« Ma maison a été engloutie en dix minutes. Les eaux ont emporté mes deux enfants devant mes yeux », sanglote Joséphine, survivante du quartier Binza-Pigeon. Comme des milliers de Kinois, elle a tout perdu dans la nuit apocalyptique de vendredi à samedi, où des pluies diluviennes ont transformé les rues de la capitale en torrents meurtriers. Le bilan officiel fait froid dans le dos : au moins 29 vies fauchées par cette catastrophe naturelle à Kinshasa.
Le gouverneur Daniel Bumba, visiblement sous le choc, a annoncé la prise en charge des sinistrés par l’État. « Nous déployons des équipes d’urgence sur les artères critiques comme l’avenue Okito ou l’avenue du Tourisme », a-t-il déclaré, alors qu’un pont s’est effondré sur l’avenue Victoire. Mais comment protéger les habitants des zones à risque quand la nature défie toutes les prévisions ?
En ce mois de juin, censé marquer le cœur de la saison sèche, Kinshasa a subi un déluge de 90 millimètres – du jamais vu même en pleine saison des pluies. L’explication vient de la METTELSAT : un phénomène rare de « saison sèche femelle » perturbe le climat. « Des vents du golfe de Guinée neutralisent l’anticyclone de Sainte-Hélène », explique Augustin Tagisabo, chef météo. Une anomalie qui transforme le ciel en piège mortel.
À Matete et Limete, des familles ont dormi sur leurs toits. Près du rond-point Kintambo Magasin, la rivière Lukunga a brutalement débordé, envahissant les concessions. « On nous avait prévenus du retard de la saison sèche, mais personne n’imaginait ce carnage », murmure un habitant de la zone inondée, les pieds dans la boue.
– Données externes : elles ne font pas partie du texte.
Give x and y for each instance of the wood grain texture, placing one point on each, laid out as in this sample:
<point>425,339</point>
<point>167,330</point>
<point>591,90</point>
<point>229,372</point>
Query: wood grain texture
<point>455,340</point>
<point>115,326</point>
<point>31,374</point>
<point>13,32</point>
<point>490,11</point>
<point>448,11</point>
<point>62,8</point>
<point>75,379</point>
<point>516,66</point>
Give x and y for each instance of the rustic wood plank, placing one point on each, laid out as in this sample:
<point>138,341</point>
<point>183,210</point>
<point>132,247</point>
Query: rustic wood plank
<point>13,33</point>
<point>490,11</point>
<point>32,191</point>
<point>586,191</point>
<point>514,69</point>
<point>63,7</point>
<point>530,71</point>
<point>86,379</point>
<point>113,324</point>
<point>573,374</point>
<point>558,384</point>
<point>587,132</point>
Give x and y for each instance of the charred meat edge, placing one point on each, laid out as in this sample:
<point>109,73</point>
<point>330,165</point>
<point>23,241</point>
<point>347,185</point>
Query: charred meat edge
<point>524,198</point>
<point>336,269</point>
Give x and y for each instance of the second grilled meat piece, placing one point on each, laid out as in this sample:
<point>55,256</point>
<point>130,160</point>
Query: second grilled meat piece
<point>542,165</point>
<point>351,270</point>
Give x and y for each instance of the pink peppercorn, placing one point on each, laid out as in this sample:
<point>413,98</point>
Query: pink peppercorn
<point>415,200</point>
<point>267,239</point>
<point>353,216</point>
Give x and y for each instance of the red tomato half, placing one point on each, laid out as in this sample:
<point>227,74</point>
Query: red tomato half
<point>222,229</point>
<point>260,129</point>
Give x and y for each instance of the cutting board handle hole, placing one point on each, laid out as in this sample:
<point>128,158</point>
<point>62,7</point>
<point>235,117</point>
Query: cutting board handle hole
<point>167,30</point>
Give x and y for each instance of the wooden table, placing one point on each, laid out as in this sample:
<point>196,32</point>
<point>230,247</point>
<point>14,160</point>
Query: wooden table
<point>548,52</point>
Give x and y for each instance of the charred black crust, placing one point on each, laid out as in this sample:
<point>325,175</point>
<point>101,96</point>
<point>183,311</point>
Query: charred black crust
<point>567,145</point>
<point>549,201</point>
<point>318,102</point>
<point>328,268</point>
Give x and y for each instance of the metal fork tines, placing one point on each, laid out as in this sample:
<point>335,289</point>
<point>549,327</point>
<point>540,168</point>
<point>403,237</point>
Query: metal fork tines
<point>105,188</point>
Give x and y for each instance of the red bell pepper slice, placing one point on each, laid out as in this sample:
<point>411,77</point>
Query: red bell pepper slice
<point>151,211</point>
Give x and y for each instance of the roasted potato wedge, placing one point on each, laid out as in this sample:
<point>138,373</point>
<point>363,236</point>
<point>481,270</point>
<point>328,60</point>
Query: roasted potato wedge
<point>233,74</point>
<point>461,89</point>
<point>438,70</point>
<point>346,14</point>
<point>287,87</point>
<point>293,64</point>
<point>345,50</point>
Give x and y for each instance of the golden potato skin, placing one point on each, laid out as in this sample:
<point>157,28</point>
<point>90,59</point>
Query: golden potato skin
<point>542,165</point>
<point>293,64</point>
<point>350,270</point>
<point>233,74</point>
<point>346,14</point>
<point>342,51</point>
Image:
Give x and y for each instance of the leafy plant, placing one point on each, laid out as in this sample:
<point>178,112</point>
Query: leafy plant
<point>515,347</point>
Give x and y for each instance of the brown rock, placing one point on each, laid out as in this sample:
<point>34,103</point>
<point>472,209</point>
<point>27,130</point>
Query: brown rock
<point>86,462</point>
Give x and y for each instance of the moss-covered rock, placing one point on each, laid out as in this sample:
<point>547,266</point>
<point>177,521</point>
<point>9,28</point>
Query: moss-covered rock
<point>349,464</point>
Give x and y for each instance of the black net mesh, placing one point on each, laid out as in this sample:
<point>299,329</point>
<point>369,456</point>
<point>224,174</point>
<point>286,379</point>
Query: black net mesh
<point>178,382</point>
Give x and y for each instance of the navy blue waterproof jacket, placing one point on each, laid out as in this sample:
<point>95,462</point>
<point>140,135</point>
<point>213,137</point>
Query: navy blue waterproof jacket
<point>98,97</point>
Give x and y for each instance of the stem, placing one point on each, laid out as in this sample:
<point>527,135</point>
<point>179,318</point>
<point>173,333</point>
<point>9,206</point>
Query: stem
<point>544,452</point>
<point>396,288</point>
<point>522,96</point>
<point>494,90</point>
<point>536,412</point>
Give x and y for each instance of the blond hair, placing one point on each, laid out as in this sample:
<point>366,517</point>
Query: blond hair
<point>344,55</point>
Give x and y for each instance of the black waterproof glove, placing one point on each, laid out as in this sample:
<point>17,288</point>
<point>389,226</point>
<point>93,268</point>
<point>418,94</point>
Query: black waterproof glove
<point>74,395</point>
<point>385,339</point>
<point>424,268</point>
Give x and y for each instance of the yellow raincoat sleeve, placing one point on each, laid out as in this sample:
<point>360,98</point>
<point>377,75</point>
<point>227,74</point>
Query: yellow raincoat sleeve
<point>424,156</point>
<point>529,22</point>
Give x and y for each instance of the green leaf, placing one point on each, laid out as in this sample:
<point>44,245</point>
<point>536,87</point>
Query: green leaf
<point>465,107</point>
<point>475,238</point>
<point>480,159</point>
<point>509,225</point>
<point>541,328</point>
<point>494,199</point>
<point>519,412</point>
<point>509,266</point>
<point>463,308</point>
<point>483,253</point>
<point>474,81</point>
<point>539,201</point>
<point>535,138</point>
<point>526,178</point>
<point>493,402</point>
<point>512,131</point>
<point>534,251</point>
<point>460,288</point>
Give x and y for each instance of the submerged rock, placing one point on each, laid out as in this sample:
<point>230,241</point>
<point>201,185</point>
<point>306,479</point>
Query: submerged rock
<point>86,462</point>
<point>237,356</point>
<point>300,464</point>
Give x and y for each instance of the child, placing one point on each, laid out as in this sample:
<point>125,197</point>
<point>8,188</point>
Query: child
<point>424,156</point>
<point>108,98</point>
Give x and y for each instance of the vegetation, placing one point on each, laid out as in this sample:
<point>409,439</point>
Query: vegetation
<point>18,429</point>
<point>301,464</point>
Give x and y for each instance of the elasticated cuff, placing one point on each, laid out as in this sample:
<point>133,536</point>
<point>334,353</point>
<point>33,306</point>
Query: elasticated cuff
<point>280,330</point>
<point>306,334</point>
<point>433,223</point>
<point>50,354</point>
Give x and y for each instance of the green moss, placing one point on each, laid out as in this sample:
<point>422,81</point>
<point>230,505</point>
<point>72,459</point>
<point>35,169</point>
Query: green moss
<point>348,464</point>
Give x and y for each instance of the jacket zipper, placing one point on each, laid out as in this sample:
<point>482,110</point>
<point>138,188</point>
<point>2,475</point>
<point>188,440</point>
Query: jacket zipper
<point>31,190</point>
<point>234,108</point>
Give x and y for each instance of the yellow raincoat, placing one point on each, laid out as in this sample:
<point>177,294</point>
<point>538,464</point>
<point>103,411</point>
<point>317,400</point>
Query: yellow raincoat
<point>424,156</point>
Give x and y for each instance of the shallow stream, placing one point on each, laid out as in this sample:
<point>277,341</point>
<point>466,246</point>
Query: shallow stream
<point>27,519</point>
Ce drame rappelle cruellement les inondations d’avril dernier qui avaient fait une centaine de morts.
Derrière ces bilans macabres se cache une question brûlante : Kinshasa est-elle condamnée à revivre ces scènes de désolation chaque année ? Les travaux de réhabilitation en cours semblent dérisoires face à l’ampleur des dégâts. La saison sèche femelle, phénomène exceptionnel, pourrait-elle devenir la norme sous l’effet du dérèglement climatique ?
Alors que les autorités appellent à la solidarité, les Kinois regardent le ciel avec angoisse. D’autres pluies diluviennes sont attendues. Dans cette mégapole vulnérable, où le béton a remplacé les zones d’absorption naturelles, chaque goutte qui tombe devient une menace. La catastrophe de cette nuit sonne comme un avertissement : l’urbanisation sauvage et l’impuissance face aux caprices du climat font de Kinshasa une bombe à retardement environnementale.